// Ars Technica
No matter how fast your Internet connection is, streaming game services like OnLive and PlayStation Now always bump up against a hard latency limit based on the total round-trip time (RTT) it takes to send user input to a remote server and receive a frame of game data from that server. The hope for these systems is that broadband speeds and server connections will eventually improve enough so that trip is quick, to the point of being nearly unnoticeable for end users. Until then, a team at Microsoft research seems to have done an end run around the RTT latency limit, using predictive modeling to improve apparent performance even when the server trip takes a full quarter of a second.
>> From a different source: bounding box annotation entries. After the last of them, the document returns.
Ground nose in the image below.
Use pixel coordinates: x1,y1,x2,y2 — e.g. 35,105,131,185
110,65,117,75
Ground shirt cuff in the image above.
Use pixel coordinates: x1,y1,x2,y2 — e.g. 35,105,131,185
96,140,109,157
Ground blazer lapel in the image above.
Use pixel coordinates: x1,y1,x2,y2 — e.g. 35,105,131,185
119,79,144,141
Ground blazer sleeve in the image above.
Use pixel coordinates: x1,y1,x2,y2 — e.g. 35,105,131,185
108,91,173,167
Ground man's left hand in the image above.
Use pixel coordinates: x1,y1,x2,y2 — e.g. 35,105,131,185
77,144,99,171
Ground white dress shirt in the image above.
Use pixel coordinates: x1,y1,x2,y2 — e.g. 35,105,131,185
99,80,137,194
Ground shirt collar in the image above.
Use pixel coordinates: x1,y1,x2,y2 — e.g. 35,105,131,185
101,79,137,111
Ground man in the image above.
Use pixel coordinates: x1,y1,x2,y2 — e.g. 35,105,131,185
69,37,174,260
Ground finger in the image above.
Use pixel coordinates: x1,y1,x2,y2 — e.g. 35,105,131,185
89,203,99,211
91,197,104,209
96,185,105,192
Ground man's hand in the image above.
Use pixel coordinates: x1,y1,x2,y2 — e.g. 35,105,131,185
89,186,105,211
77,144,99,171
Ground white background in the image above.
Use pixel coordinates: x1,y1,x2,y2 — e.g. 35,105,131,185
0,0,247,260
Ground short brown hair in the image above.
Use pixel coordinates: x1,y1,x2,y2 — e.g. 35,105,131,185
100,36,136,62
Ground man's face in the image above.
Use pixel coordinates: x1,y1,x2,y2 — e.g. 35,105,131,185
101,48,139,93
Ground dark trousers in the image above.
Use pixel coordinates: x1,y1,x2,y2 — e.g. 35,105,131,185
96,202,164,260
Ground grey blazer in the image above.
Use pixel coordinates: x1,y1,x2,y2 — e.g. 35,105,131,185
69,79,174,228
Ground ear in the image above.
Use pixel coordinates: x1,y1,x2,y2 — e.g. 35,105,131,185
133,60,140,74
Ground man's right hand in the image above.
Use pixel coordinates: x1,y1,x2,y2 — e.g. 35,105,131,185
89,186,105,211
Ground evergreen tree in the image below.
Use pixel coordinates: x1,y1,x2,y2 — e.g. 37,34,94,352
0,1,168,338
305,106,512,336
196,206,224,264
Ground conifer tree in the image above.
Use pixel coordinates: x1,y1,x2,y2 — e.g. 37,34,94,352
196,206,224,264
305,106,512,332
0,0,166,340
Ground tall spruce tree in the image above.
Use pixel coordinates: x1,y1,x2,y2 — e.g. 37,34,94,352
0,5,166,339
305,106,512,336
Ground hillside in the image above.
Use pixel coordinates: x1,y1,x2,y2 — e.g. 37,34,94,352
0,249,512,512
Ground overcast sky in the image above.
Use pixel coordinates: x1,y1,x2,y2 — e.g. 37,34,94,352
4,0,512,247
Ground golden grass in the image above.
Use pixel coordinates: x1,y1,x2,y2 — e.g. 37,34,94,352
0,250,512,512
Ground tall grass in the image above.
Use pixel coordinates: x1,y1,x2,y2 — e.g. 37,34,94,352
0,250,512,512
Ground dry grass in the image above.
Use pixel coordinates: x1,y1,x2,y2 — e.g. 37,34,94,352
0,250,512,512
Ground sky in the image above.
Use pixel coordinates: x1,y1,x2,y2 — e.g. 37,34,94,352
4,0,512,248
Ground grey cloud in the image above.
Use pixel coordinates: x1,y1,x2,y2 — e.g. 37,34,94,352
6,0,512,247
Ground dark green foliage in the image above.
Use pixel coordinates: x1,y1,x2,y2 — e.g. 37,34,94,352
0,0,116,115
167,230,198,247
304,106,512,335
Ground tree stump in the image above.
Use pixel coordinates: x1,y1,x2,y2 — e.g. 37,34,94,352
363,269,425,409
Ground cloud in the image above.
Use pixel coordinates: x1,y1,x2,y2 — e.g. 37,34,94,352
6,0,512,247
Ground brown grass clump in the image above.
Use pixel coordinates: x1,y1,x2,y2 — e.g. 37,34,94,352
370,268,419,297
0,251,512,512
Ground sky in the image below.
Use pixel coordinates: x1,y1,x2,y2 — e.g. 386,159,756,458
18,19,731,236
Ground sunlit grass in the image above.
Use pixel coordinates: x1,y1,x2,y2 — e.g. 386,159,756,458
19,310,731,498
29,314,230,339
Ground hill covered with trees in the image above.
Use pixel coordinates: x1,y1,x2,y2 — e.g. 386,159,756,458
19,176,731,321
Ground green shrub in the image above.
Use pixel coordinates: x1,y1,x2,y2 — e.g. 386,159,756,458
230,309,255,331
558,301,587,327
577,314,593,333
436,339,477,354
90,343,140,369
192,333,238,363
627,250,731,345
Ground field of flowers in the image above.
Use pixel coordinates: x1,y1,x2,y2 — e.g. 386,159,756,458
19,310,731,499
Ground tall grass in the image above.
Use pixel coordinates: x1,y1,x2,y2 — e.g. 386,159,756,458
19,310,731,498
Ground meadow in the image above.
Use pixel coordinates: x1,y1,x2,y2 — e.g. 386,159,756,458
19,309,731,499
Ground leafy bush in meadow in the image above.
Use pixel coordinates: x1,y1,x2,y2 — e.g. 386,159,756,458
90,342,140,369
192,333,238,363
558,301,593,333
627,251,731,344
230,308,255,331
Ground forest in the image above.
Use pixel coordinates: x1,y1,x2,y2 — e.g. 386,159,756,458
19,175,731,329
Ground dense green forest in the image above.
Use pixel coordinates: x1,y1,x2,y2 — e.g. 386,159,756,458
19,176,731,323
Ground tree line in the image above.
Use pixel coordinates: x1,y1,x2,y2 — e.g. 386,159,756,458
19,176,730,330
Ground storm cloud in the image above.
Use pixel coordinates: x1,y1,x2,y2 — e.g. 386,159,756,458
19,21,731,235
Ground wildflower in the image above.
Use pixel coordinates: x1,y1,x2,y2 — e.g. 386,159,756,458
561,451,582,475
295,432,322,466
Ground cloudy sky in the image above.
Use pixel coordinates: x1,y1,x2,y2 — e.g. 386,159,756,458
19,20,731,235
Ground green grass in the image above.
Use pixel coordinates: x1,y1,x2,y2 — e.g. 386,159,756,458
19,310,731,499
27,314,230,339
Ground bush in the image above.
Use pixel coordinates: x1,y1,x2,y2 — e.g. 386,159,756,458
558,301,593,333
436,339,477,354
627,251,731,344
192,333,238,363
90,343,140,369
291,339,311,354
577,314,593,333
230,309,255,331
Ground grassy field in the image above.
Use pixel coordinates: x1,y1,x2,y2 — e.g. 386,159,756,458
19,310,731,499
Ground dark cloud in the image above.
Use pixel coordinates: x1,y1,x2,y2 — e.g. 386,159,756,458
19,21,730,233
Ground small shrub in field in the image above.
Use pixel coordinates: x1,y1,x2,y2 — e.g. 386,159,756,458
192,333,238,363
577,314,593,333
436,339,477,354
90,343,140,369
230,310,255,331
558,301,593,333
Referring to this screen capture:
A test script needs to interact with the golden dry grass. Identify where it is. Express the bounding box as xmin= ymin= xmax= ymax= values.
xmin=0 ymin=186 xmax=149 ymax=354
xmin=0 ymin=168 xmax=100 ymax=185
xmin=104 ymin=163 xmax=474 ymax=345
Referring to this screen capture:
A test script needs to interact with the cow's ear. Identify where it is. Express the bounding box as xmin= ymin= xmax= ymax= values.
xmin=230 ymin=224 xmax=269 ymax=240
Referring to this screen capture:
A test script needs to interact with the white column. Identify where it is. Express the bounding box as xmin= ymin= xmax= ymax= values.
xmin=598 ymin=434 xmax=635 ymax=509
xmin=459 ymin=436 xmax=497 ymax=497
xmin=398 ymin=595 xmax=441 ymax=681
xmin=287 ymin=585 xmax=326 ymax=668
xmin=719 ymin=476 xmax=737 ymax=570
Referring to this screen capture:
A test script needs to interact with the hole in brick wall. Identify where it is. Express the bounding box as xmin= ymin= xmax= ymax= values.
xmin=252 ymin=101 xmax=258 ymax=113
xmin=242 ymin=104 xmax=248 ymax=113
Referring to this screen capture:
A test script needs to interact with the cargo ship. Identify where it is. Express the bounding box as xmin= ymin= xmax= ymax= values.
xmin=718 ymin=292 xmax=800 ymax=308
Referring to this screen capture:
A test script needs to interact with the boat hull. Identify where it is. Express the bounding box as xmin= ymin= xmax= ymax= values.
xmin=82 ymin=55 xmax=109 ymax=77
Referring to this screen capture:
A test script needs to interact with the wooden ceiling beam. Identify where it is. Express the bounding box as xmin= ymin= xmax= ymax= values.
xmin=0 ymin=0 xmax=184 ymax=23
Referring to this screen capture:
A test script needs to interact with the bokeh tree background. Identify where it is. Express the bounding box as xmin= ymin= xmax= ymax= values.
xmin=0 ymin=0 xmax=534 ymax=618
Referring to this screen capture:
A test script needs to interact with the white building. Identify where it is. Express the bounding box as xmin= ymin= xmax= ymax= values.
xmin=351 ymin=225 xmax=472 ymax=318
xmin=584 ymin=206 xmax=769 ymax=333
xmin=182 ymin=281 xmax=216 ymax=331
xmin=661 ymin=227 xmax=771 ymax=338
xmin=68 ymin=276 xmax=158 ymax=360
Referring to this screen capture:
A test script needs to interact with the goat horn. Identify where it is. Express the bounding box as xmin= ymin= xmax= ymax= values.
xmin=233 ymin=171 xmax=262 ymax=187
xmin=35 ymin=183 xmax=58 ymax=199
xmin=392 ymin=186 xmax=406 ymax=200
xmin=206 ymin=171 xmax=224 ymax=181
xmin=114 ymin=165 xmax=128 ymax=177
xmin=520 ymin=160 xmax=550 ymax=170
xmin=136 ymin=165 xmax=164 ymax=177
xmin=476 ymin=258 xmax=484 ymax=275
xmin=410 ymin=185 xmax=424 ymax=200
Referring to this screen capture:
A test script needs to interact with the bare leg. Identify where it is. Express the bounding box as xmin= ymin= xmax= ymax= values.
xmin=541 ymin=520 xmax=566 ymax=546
Late last week, Microsoft released a paper detailing the development and testing of DeLorean, a system that uses a number of techniques to mask the inherent latency between the server running a streaming game and the user giving inputs at home. The main technique involves future input prediction: by analyzing previous inputs in a Markov chain, DeLorean tries to predict the most likely choices for the user's next input (or series of inputs) and then generates speculative frames that fit those inputs and sends them back to the user.
By the time those predicted frames get back to the user, the system can see which input was actually entered, then immediately show the appropriate predicted frame for that situation rather than waiting for another round-trip to the server. The DeLorean system also improves performance by "supersampling" inputs at a faster rate than the game normally does, and it applies a Kalman filter to reduce the shakiness of the predicted frames.